INCOTERMS 2000: illustrazioni per l’uso

Di cosa si tratta

Intenational Commercial Terms (INCOTERM) è uno strumento della ricerca di un modo di comunicare comune nei rapporti economici commerciali per facilitare le operazioni tra soggetti appartenenti a paesi diversi.
Questi termini sono stati codificati dalal Camera di Commercio Intenazionale e vengono comunemente usati, pur essendo facoltativi, per fissare alcune delle condizioni che regolano un rapporto (passaggio dei rischi, riparto delle spese di trasporto, termini di resa della merce, modalità di cosegna).
Queste abbreviazioni aiutano gli oeratori nelle compravendite internazionali, rendendo inequivoco il contenuto degli accordi raggiunti, evitando le diverse interpretazioni che possono essere date dai vari paesi.
La recente revisione (da cui deriva la precisazione “2000”) si è resa necessaria per lo sviluppo mondiale dell’economia e l’espansione delle zone di libero scambio, nonché per la diffusione del commercio elettronica.
Per la velocità di conclusione degli affari a livello internazionale spesso le parti non redigono un vero e proprio contratto.
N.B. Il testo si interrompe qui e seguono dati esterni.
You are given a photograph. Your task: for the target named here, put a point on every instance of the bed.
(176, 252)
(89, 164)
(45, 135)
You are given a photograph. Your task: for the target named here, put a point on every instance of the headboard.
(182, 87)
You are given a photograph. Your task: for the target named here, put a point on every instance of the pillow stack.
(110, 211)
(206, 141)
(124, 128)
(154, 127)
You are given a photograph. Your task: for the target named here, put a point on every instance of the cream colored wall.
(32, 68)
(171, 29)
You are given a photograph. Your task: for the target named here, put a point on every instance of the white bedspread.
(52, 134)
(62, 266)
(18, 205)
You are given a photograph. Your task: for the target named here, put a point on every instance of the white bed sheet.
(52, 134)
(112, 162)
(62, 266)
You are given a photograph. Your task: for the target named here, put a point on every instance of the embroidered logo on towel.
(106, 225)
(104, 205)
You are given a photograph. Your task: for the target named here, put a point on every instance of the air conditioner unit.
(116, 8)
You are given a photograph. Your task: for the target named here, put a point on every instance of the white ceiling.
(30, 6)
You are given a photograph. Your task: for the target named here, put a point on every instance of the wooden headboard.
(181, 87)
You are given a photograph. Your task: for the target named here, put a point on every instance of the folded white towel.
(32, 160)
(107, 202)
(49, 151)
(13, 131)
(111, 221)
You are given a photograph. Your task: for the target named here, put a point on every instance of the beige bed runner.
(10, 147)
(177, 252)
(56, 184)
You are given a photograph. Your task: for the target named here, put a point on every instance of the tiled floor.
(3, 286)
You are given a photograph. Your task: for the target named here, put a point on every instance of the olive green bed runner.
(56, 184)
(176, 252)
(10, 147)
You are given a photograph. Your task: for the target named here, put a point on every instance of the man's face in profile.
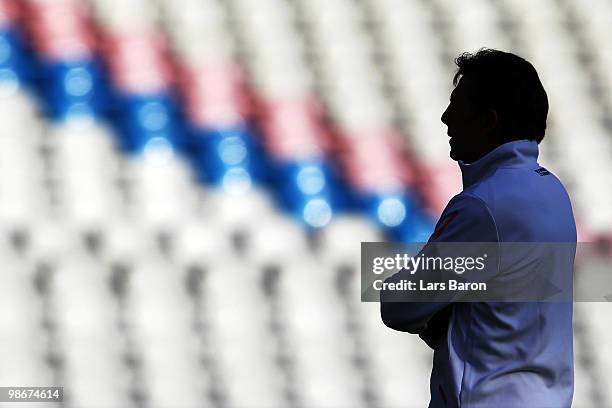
(468, 138)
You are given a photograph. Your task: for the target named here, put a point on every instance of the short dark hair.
(509, 85)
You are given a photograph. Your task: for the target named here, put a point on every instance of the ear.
(490, 120)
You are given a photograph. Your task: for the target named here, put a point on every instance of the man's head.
(498, 98)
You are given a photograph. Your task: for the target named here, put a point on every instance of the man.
(497, 354)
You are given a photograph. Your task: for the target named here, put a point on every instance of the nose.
(444, 117)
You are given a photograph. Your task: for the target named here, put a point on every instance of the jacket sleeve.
(465, 219)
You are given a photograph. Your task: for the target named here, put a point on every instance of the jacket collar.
(512, 154)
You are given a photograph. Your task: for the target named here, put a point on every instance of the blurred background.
(184, 186)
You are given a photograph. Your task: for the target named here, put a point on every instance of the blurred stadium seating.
(184, 186)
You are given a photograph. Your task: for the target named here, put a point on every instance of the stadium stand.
(184, 186)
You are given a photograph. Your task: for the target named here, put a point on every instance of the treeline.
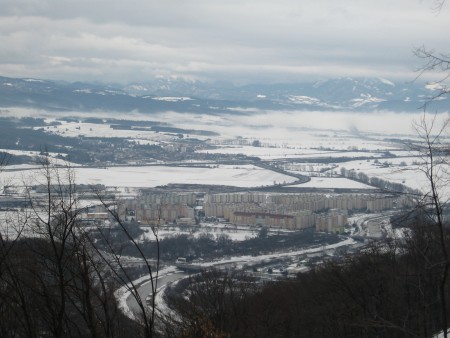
(392, 290)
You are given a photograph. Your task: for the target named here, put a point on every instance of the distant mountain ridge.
(342, 94)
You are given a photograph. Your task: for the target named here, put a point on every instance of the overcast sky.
(243, 41)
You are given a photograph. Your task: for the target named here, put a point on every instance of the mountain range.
(342, 94)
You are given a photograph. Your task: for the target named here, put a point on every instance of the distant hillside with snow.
(343, 94)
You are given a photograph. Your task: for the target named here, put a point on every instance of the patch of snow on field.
(152, 176)
(332, 183)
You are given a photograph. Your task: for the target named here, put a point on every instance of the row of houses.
(290, 211)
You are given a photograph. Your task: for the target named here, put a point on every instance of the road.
(145, 289)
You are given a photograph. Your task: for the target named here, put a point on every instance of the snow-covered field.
(152, 176)
(234, 233)
(332, 183)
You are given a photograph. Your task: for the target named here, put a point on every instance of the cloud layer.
(240, 41)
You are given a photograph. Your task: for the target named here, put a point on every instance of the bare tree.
(111, 255)
(434, 153)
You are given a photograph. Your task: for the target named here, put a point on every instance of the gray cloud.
(241, 41)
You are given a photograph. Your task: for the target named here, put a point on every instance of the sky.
(239, 41)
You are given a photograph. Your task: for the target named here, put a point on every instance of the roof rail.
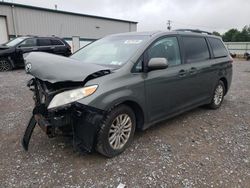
(194, 31)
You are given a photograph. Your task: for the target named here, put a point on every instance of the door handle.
(193, 70)
(182, 73)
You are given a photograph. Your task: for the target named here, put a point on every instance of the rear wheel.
(218, 95)
(116, 132)
(5, 65)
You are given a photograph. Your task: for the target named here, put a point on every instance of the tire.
(113, 138)
(218, 95)
(5, 65)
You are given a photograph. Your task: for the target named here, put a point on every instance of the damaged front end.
(56, 109)
(75, 119)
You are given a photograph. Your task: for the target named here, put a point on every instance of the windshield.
(15, 41)
(110, 51)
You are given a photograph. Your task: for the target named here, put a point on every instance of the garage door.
(3, 30)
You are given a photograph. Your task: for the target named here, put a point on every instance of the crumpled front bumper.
(83, 122)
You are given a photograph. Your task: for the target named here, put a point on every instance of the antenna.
(169, 24)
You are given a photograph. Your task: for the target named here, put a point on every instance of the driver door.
(166, 90)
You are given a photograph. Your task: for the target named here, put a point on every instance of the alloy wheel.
(4, 65)
(120, 131)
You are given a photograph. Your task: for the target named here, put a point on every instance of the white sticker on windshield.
(132, 41)
(116, 63)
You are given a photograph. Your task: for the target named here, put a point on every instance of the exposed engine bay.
(77, 120)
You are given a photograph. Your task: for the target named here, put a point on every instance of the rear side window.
(56, 42)
(218, 48)
(196, 49)
(44, 42)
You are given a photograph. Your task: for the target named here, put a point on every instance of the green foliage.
(234, 35)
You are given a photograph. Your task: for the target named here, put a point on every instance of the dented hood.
(54, 68)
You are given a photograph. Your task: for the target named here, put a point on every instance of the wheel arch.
(137, 109)
(224, 80)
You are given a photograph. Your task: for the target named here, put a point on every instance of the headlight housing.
(70, 96)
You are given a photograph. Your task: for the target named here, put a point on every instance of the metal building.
(19, 20)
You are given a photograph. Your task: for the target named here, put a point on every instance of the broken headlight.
(70, 96)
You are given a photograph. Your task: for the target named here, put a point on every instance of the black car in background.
(11, 53)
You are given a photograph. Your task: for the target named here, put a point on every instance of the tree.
(234, 35)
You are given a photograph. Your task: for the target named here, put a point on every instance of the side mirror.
(157, 64)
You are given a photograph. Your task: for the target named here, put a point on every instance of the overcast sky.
(210, 15)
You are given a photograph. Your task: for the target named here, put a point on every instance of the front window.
(110, 51)
(15, 41)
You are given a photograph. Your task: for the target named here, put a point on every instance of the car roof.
(160, 33)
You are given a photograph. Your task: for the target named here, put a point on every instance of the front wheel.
(218, 95)
(116, 132)
(5, 65)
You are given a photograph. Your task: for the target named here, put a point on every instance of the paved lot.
(201, 148)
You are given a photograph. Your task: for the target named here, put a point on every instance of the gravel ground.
(201, 148)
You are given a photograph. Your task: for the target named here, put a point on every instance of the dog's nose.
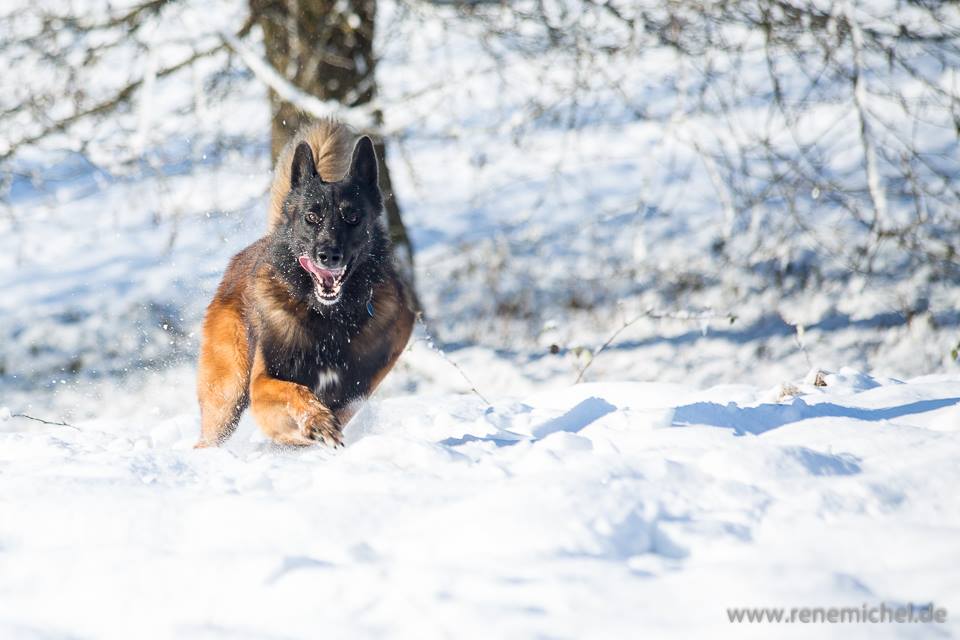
(330, 257)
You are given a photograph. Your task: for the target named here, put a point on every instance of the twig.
(463, 374)
(50, 422)
(655, 315)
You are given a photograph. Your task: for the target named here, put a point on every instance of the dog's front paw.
(318, 424)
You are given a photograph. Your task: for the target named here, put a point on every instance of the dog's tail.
(332, 144)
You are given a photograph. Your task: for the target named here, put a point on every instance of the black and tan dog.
(310, 318)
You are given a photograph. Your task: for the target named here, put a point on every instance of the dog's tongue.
(327, 277)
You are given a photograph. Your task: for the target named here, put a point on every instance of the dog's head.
(331, 227)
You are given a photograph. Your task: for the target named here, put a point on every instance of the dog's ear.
(363, 166)
(303, 166)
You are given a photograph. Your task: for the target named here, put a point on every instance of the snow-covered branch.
(360, 118)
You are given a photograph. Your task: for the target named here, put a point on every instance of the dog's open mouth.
(327, 282)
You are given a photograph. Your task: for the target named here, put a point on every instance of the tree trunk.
(325, 47)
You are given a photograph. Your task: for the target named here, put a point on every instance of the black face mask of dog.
(331, 227)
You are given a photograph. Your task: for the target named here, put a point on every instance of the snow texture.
(697, 468)
(593, 511)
In presenza di rapporti commerciali frequenti e di valore modesto, si fa ricorso all’ordine ed alla conferma d’ordine, che costituiscono insieme un contratto perfetto.
Negli ordini i termini di consegna, gli obblighi delle parti per il ritiro della merce, le modalità di trasporto o le coperture assicurative e le responsabilità per la perdita della merce non sempre sono descritte in modo dettagliato e comprensibile per entrambi i contraenti. INCOTERMS consente di esprimere con chiarezza attraverso sigle internazionalmente accettate le più importanti clausole contrattuali.
Ora gli INCOTERMS sono 13, suddivisi in quattro categorie omogenee distinte dalla lettera alfabetica iniziale (E – F – C – D).

GRUPPO E
EXW (Ex Works)

La sigla EXW (ex works) significa “franco fabbrica” o “franco deposito del venditore”; il venditore consegna la merce (imballata o alla rinfusa) nei suoi locali o nel cortile della sua fabbrica e non è tenuto né a caricare la merce sul mezzo di trasporto (procurato dal compratore), né a sostenere alcuna altra spesa. Il venditore, quindi, potrà determinare il prezzo di vendita senza aggravio di altri costi, mentre il compratore dovrà valutare la convenienza dell’acquisto considerando tutti gli altri costi accessori a suo carico.

GRUPPO F

Il gruppo comprende tre sigle, che prevedono la consegna della merce ad un vettore secondo le istruzioni del compratore; il venditore deve sostenere solo il costo per la consegna al vettore. Il contratto di trasporto ed il costo di questo per la consegna a destinazione della merce sono a carico del compratore.

FCA (Free Carrier)

FCA significa “franco vettore nel luogo convenuto”. Il venditore adempie all’obbligo della consegna quando mette la merce a disposizione dell’acquirente presso il vettore (o persona che agisce per conto del vettore) dallo stesso prescelto.
– Se la consegna viene effettuata nei locali del venditore, questi è responsabile del caricamento;
– Se la consegna viene effettuata in altro luogo, il venditore non è responsabile dello scaricamento.
– Sono a carico del venditore le spese ed i rischi (comprese le spese ed i rischi relativi alle formalità doganali di esportazione) fino al punto in cui il vettore, come convenuto, deve prendere in consegna la merce.
– Sono a carico del compratore le spese ed i rischi dal momento in cui il vettore riceve la merce in poi.
– Se non è stato determinato il luogo in cui il vettore deve prendere in carico la merce, il venditore è libero di scegliere in base alla sua convenienza.
Questa clausola può essere utilizzata per tutti i tipi di trasporto.

FAS (Free Alongside Ship)

FAS significa “franco lungo il bordo della neve”, ed è clausola può solo essere utilizzata per trasporti marittimi o fluviali.
– La sigla FAS deve essere sempre seguita dall’indicazione del porto di imbarco convenuto.
– Il venditore adempie all’obbligo della consegna quando mette la merce a disposizione dell’acquirente sottobordo della nave, lungo la banchina o su mezzi galleggianti nel porto convenuto di imbarco.
– I rischi e le spese (comprese quelle relative al compimento delle operazioni doganali di esportazione sono a carico del venditore fino a quel punto.

FOB (Free On Board)

FOB significa “franco a bordo” e deve essere seguito dall’indicazione del porto di imbarco convenuto.
– Il venditore assume l’obbligo di mettere la merce a disposizione compratore presso il vettore da questi designato, nel porto di imbarco convenuto ed oltre la murata della nave.
– I rischi e le spese fino al momento in cui le merci oltrepassano la murata della neve, dopo avere completato l’assolvimento delle operazioni doganali di esportazioni con l’apposizione del timbro “visto uscire” sulla bolla doganale, sono a carico del venditore.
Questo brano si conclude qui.